Sunday, March 1, 2009

Chaos seems to reign

The field of software arguably contains some of the largest and most complex functional systems ever created by man. Even relatively simple systems can demonstrate incredibly complex behavior, and can hide potentially major flaws through indefinitely long periods of use, only to demonstrate them at inconvenient times. The Alter Aeon server codebase is no exception.

Pretty much the most complicated discrete object in the server is the socket stack. It handles a huge number of protocols and a bunch of different filtering layers, with hooks in various places. The last major redesign of the socket stack was around 1998; it is a testament to the design of that module that it has required no major modification in that entire time period, though many minor modifications have been made to it.

Unfortunately, the server is not made of such lovely discrete objects. Often, obscure bugs lurk in the sea of wild code that makes up the substructure of the system. This weekend I had the incredible good luck to catch and haul two of these bugs to the surface.

For years, there have been a handful of issues that occurred seemingly at random. In the early, old days, some of these would even cause a server crash and reboot the game; but after being unable to find and fix them, the crashes were gradually protected against and ways were found to ignore these spurious events.

Examples of the two most common of these are deceptively simple: sometimes, the get_room function would be asked to find a room but be given no instructions on how to do so, and other times a character (a monster or player, it was difficult to tell) would die and simply 'get stuck'.

In reality, these are monstrously difficult. The get_room function lacking instruction was mindboggling - it happened perhaps twice a year, the reports were never the same, and there were thousands of places that could be calling the function. Even as our debug facilities improved, no progress was made - there just seemed to be no rhyme or reason to it.

The dead character bug was just as bad. The entire destruct and event handling process was revisited and inspected several times, but no holes were ever found. Until thursday.

---------------------------------------------------

In the course of trying to add some new restrictions to the 'charm' spell, I noticed that the destruct sequences for the charm, possession, and entangling roots spells looked a little goofy. We didn't check or clear certain important things, but there were comments indicating that we didn't need to because something else over there would take care of it. Keep in mind that this was entirely my code; I had written this well over a decade ago.

In the course of looking at this, I suddenly had a realization: there were no 'holes' in the logic for charm or possession, but maybe, just maybe, there was a hole in entangling roots. Entangling roots did come later, and quite frankly the code for it was a complete hackjob.

Within ten minutes, I had my answer. There was indeed a conflict between entangling roots and the 'special' code that made possession and charm work. The problem then became, how exactly do you fix such a mess? After about two hours of thinking about it and five more of carefully backing things out and reorganizing, I got what appears to be a stable fix. There's still some debug logging in it, but this bug appears to be properly killed. The new code is simpler, the checks are stronger, and we don't rely on obscure handlers to clean up messes. I hope.

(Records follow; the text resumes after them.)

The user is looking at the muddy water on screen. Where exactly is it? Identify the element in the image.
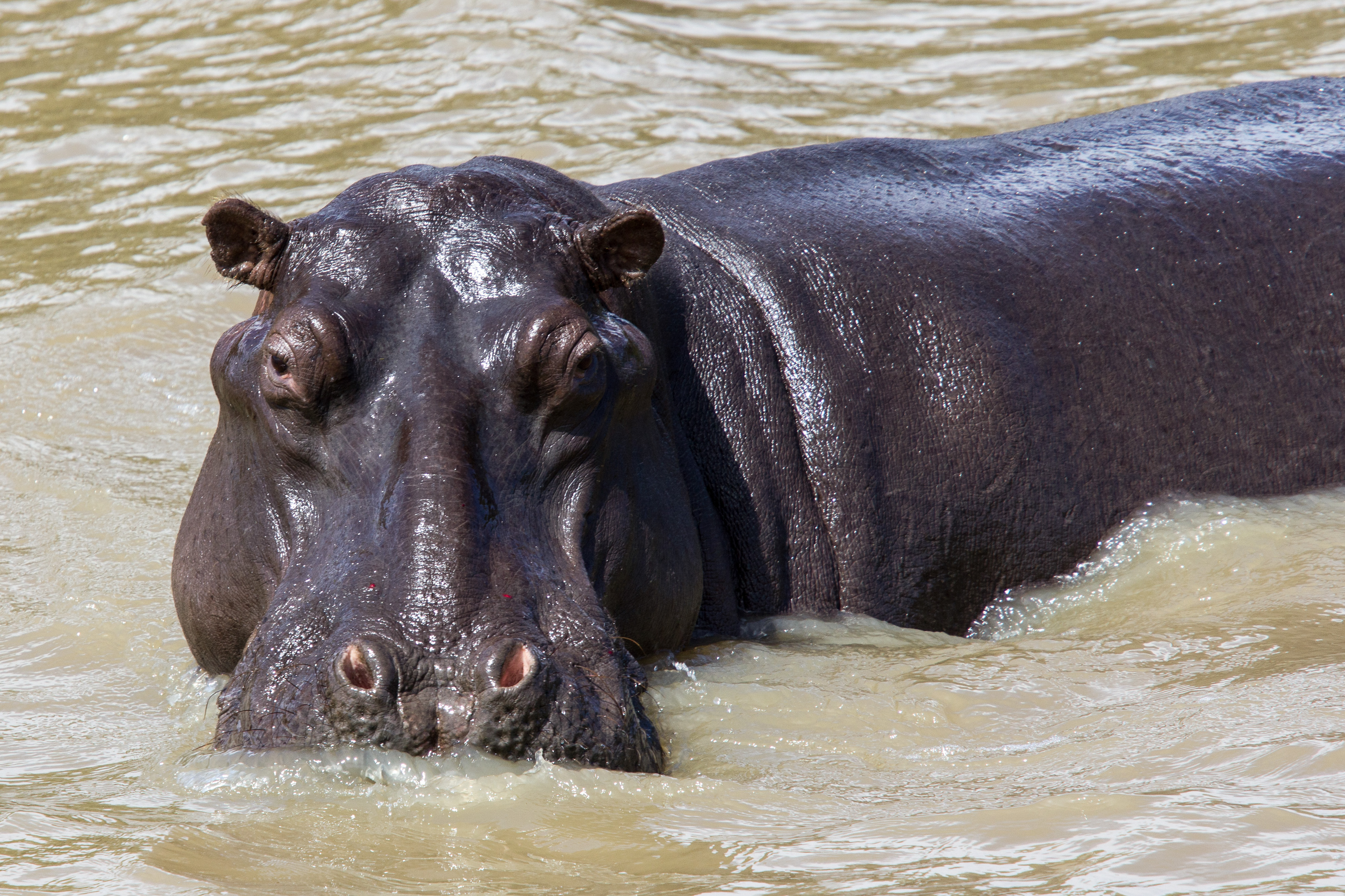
[0,0,1345,895]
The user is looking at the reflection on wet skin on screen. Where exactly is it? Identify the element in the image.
[0,0,1345,893]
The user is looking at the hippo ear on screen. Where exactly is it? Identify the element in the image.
[576,208,663,291]
[200,198,289,289]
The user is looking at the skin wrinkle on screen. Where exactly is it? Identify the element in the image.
[173,79,1345,771]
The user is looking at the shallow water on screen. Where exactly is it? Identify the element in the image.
[0,0,1345,895]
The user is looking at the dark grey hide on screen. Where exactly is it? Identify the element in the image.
[173,79,1345,771]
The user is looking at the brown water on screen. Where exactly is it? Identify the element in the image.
[0,0,1345,895]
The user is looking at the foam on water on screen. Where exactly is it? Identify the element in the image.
[0,0,1345,896]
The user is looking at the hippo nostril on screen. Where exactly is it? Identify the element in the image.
[499,644,537,688]
[340,644,378,691]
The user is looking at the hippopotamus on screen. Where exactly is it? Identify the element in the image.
[172,78,1345,772]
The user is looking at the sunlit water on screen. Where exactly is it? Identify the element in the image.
[0,0,1345,895]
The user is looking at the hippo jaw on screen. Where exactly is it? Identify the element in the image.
[173,161,703,771]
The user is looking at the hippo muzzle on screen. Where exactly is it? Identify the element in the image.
[173,160,703,771]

---------------------------------------------------

I thought that was the end of my troubles in the short term, but then Glorida shows up with some obscure problem of his own. He's been working on mob programs, and had built something rather complex that simply was not working. Not only wasn't it working, but it was doing something weird, and it was doing it reliably.

This is another one of those 'fairly complex' pieces of the system. It took me about two hours off and on to get it loaded into my brain so I could really think about it. It then took me probably another hour to really understand what was going on, and figure out what was happening. And then it occurred to me:

This explains a lot of those debug log reports over the years!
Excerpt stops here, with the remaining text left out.